Halbuki örtünmeyi emreden âyete bakalım: “Mümin kadınlara da söyle: Gözlerini (harama bakmaktan) korusunlar; namus ve iffetlerini esirgesinler. Görünen kısımları müstesna olmak üzere, zinetlerini teşhir etmesinler. Baş örtülerini yakalarının üzerine (kadar) örtsünler. …” (Nur/31) Meali verilen ayette kadınların göstermemeleri emredilen ve “ziynet” yani süs tabiriyle kasd edilenin, pek çok tefsirde “kadın vücudu güzel ve çekici yaratıldığı” için yüz ve elleri dışındaki bütün bedeni olduğu beyan edilir. Kadının bu özellikleri “ziynet” sayılmıştır; Anne-baba, kardeş, evlât-yeğen gibi yakın akrabaları olan istisnalar dışındakiler için “vücudunun tamamının herkese karşı örtülmesi gerektiği” kesin olarak emredilmiştir. Ayetin devamında ise “ziynet” diye gizlediğini (örttüğü vücudunu) ayaklarını yere vurarak dikkat çekmemesi için de ayrıca uyarılmıştır.
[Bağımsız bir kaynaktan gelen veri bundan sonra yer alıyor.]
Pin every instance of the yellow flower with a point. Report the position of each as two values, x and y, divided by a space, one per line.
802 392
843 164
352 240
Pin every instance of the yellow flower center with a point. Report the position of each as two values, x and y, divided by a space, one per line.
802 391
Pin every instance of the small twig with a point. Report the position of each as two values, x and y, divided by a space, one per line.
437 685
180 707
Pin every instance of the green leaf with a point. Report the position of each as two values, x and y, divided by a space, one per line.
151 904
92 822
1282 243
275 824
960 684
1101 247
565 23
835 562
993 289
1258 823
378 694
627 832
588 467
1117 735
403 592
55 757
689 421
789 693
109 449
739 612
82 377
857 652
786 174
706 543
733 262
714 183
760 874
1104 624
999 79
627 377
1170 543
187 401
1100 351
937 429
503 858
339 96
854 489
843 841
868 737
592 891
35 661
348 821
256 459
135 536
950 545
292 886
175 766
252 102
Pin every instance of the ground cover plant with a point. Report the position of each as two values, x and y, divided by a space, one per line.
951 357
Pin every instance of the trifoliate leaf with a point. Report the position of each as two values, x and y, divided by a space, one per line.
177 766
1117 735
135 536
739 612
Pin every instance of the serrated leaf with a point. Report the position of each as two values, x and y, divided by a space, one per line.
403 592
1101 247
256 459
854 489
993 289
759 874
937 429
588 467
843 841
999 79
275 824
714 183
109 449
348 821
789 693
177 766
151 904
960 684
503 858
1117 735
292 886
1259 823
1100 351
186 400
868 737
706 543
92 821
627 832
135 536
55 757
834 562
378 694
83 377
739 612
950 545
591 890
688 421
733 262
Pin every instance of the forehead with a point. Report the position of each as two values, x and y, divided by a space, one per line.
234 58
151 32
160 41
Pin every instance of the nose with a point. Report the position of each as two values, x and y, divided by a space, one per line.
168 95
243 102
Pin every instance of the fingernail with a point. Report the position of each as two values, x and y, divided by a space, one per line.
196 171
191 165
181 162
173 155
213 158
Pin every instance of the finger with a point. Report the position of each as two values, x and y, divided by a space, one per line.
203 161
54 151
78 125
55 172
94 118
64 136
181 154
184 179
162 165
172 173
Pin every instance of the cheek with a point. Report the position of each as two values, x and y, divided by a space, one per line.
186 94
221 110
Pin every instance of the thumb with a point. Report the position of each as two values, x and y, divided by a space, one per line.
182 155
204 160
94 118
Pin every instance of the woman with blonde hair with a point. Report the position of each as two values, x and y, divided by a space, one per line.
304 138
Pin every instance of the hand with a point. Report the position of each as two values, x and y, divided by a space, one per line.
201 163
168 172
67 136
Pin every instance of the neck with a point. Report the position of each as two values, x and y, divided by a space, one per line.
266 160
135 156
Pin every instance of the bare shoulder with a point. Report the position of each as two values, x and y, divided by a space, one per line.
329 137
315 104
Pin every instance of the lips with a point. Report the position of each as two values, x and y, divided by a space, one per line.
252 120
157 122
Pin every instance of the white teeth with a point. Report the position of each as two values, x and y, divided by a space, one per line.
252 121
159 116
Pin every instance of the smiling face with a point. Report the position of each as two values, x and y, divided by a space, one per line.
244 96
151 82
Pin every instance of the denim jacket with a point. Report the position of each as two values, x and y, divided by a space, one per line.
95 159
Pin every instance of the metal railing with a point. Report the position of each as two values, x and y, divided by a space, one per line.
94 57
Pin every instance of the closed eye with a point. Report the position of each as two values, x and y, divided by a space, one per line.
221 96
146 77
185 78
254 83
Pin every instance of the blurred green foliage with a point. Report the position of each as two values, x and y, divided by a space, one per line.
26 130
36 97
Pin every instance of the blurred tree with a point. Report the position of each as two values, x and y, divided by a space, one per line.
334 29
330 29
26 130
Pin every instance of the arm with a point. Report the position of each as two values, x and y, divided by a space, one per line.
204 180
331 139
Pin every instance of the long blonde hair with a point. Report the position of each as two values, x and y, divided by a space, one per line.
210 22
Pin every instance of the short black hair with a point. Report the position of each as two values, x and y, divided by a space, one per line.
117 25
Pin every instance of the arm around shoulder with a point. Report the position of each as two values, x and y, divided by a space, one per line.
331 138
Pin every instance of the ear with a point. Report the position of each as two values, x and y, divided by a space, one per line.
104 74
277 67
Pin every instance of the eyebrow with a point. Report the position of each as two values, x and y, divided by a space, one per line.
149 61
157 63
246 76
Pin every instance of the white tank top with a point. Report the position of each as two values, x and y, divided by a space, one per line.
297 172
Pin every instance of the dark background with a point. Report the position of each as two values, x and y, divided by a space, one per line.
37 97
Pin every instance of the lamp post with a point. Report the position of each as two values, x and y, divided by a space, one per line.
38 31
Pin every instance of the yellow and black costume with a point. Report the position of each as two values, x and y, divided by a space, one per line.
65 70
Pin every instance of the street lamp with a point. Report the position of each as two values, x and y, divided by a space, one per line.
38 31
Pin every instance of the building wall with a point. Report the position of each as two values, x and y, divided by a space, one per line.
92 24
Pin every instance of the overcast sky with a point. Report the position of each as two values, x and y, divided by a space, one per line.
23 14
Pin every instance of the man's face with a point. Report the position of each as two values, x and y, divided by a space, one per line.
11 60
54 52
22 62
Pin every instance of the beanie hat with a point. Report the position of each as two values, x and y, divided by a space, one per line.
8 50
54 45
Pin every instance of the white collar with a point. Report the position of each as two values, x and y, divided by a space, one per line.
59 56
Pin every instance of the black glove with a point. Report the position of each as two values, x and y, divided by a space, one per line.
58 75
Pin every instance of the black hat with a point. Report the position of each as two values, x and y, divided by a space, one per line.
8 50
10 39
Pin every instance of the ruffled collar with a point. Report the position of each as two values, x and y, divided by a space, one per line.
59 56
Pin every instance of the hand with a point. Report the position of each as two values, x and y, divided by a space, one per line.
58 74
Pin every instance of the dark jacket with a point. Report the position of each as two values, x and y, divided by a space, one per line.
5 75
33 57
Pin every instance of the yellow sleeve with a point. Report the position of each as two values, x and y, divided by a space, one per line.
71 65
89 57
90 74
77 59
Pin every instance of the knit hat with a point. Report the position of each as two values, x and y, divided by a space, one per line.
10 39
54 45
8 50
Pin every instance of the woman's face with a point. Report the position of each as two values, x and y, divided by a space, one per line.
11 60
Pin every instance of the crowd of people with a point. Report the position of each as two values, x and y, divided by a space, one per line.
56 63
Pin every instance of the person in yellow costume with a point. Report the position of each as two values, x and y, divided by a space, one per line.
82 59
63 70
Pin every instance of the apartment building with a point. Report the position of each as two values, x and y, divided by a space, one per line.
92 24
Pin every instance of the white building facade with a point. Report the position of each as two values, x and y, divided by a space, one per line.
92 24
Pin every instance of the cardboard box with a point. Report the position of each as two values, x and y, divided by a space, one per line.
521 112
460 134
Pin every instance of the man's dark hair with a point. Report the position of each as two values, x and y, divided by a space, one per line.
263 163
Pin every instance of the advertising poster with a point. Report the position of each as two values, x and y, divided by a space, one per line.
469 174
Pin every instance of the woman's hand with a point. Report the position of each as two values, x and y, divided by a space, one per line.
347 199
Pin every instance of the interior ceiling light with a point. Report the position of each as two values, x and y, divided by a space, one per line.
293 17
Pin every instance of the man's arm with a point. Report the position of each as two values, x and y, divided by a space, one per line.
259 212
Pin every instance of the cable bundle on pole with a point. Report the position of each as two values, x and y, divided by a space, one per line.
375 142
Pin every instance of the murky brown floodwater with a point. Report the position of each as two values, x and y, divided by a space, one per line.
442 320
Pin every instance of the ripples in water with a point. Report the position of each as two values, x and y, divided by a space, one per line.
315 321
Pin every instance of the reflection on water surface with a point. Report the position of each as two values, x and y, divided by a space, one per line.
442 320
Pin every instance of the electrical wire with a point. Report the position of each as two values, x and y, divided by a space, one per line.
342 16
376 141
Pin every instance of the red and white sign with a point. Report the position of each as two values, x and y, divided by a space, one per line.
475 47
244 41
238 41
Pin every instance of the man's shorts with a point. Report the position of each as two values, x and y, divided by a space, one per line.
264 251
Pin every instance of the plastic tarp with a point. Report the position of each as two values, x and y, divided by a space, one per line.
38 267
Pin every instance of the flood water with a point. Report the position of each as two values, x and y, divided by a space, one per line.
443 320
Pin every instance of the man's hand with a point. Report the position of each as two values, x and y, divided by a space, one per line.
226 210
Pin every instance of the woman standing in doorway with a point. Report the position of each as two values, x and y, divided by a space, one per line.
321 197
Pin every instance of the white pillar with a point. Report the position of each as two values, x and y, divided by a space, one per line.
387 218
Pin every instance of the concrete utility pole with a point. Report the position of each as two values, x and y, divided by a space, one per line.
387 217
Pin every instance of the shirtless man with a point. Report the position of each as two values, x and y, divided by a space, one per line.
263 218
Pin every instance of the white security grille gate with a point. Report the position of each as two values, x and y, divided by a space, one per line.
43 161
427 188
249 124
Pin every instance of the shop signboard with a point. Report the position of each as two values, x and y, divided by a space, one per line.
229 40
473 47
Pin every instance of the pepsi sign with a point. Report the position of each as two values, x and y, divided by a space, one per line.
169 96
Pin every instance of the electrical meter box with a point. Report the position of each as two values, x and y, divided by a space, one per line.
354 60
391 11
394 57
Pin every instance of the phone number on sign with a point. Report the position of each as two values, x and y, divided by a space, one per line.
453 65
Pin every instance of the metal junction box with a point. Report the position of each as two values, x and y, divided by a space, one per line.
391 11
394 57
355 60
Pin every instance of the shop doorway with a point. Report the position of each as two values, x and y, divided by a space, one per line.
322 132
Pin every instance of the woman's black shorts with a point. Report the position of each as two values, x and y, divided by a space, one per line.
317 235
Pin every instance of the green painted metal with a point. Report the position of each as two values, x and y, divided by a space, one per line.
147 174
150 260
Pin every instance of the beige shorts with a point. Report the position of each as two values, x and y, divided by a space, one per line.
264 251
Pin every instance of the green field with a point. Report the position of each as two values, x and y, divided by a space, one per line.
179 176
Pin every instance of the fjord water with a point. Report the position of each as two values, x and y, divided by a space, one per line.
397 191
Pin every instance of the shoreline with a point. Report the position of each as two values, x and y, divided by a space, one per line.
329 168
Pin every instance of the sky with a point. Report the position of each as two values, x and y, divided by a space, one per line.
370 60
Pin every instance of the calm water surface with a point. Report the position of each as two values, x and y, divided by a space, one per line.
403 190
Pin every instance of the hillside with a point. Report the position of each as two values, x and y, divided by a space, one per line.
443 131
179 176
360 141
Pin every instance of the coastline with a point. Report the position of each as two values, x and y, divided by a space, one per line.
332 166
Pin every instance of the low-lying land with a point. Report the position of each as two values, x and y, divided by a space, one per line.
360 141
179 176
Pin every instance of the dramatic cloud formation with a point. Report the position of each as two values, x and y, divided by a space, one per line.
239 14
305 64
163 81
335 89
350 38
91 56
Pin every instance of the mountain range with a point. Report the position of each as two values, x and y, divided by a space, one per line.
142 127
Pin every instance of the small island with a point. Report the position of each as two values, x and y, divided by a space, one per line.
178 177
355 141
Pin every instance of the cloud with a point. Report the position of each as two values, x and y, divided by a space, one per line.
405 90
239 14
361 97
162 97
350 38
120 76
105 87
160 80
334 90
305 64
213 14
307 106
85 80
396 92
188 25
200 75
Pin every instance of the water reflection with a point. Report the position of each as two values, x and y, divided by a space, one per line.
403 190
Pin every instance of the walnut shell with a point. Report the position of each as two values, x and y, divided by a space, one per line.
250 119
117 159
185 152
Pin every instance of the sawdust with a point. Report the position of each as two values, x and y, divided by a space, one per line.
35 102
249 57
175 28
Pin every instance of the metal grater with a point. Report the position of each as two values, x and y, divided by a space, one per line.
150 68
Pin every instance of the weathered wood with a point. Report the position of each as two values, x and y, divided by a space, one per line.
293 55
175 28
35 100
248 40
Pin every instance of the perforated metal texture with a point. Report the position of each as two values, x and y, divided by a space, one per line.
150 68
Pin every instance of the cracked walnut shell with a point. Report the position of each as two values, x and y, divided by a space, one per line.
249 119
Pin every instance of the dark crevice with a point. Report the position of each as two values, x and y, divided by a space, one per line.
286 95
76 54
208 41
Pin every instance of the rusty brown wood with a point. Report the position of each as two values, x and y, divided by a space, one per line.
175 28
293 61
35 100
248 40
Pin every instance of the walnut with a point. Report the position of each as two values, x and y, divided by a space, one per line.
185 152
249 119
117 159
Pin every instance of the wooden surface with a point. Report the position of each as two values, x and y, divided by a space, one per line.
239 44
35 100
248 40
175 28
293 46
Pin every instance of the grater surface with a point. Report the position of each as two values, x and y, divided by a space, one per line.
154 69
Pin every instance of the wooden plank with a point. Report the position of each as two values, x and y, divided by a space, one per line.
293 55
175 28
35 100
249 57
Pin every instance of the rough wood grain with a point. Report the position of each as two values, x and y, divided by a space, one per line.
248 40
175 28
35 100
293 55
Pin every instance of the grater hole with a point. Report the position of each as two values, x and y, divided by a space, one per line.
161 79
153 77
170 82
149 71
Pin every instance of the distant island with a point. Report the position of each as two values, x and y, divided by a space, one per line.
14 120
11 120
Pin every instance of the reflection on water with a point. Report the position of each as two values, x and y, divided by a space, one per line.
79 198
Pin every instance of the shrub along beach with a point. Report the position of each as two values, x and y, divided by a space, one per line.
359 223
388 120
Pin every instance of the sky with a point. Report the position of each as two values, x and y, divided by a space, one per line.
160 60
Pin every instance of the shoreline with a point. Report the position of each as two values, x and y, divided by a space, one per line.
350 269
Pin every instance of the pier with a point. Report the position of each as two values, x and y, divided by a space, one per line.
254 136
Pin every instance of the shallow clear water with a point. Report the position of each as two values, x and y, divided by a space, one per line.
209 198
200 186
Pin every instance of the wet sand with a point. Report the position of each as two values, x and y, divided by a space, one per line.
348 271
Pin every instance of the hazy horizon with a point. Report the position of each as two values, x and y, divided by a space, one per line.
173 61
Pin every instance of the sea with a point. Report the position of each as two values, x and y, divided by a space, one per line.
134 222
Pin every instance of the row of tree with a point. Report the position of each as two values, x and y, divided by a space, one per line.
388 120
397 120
Bu husus Ebu Hureyre’den (ra) rivayet edilen bir hadis-i şerifte Peygamber Efendimizin (sav) şu mealde buyurduğu ifade olunmuş: “Ateş ehlinden (cehennem halkından) iki sınıf var ki henüz görmedim. Biri; …, Diğeri ise; Giyindiği halde çıplak olan (teni/vücudu gösteren ince elbise giyinen, bedenlerinin bir tarafı açık veya vücut hatları belli olan) … Bu kadınlar cennete giremez ve cennetin kokusunu dahi koklayamazlar.” (Müslim, Libas, 125)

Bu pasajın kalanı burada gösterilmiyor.